There’s been an update in the ongoing saga of the EPA “buyout” program which was announced earlier this year (though it immediately spread to other departments). In order to facilitate the cutbacks at the agency, they originally announced that various packages were being put together to “convince” some of the government workers to leave. These included early retirement options far in advance of when they should have qualified and significant cash buyouts of up to $25K for those who had only been there for a few years.

It wasn’t just the EPA either. The same thing was happening at other executive branch agencies. We later learned that the initial talks had hit a rocky patch and the agency was working with the unions to develop memorandums of understanding in an effort to “persuade workers to leave their jobs.” (Wait… what?) That was enough to enrage many in the private sector who learned about it, so clearly the government saw the need for a correction. And what was that, you might ask? Why, they decided to up the incentives to get people to leave. (Government Executive)

The Trump administration has asked Congress to increase the amount agencies can offer employees for early retirement from $25,000 to $40,000 as it gears up for major workforce reductions in some agencies.

An Office of Management and Budget spokesperson confirmed that the Defense Department made the request to Congress last month. In the fiscal 2017 National Defense Authorization Act, Congress approved a one-year pilot program allowing for a maximum $40,000 buyout for civilian defense employees through the Voluntary Separation Incentive Payment program.

The annual defense authorization bill for fiscal 2018 (H.R.2810) is slated to receive a floor vote in the House later this week. The bill currently would extend last year’s pilot program until 2021, but it does not appear to expand it to all agencies.

In addition to the EPA and Defense, the Interior Department and State Department are now rolling out buyout packages. And since $25K wasn’t enough to tempt some of these folks out the door, you (as in the taxpayers) will now be funding checks for $40K for some of them.

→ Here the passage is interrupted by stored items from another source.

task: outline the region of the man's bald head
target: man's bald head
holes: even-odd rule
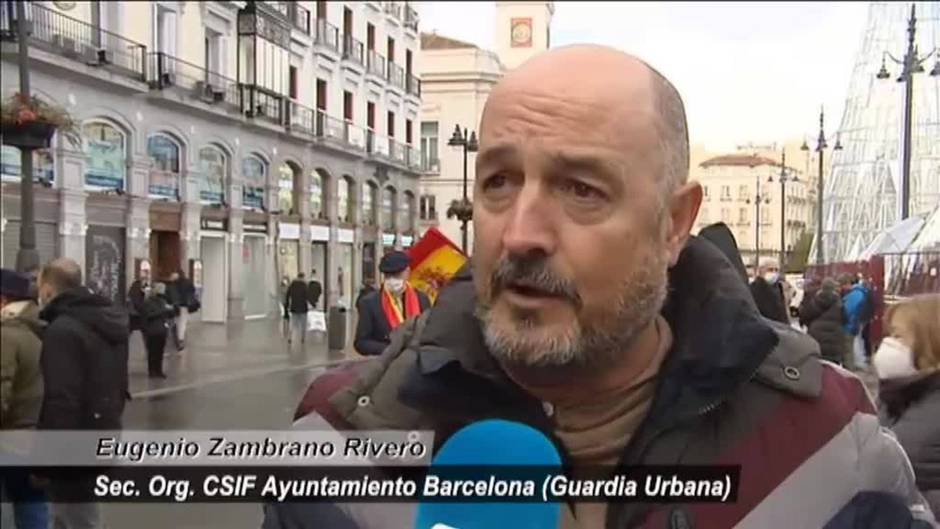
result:
[[[39,273],[39,285],[51,299],[66,290],[82,286],[82,268],[68,257],[53,259]]]
[[[662,189],[668,196],[688,180],[689,132],[685,105],[672,83],[646,62],[606,46],[554,48],[507,74],[490,97],[533,89],[585,101],[596,98],[598,104],[611,110],[630,103],[631,98],[640,93],[647,94],[655,113],[653,124],[663,155],[663,175],[659,181]],[[484,110],[483,120],[486,115]]]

I’m not trying to sound like a broken record here, but how is the President of the United States – the same guy who was best known for the phrase, “You’re fired” before taking the job – getting on board with this? Weren’t we supposed to be running the federal government more like a business now and delivering more bang for the taxpayer buck? There are X number of workers in these departments. The new management has concluded the work can be done with less and some of them need to be let go. If you’ve been there long enough to fully qualify for retirement I suppose it’s fine to wrap that up and get on your way. (Though you should count your blessings since almost nobody in the private sector has that kind of employer funded retirement plan anymore.) But for everyone else? When your employer no longer requires your services you leave. It’s not a request. You simply don’t have a job anymore. In some cases a generous, kind-hearted employer might cut you a severance check for a couple weeks or months worth of service, but $40K is literally around 80% of the median yearly income in this country.

That’s simply insane. And we’re talking about tens of thousands of workers here. Who’s running this show, anyway? Is it the unions or the actual managers in the federal government?

On second thought, don’t answer that. I might have to throw yet another laptop in the garbage.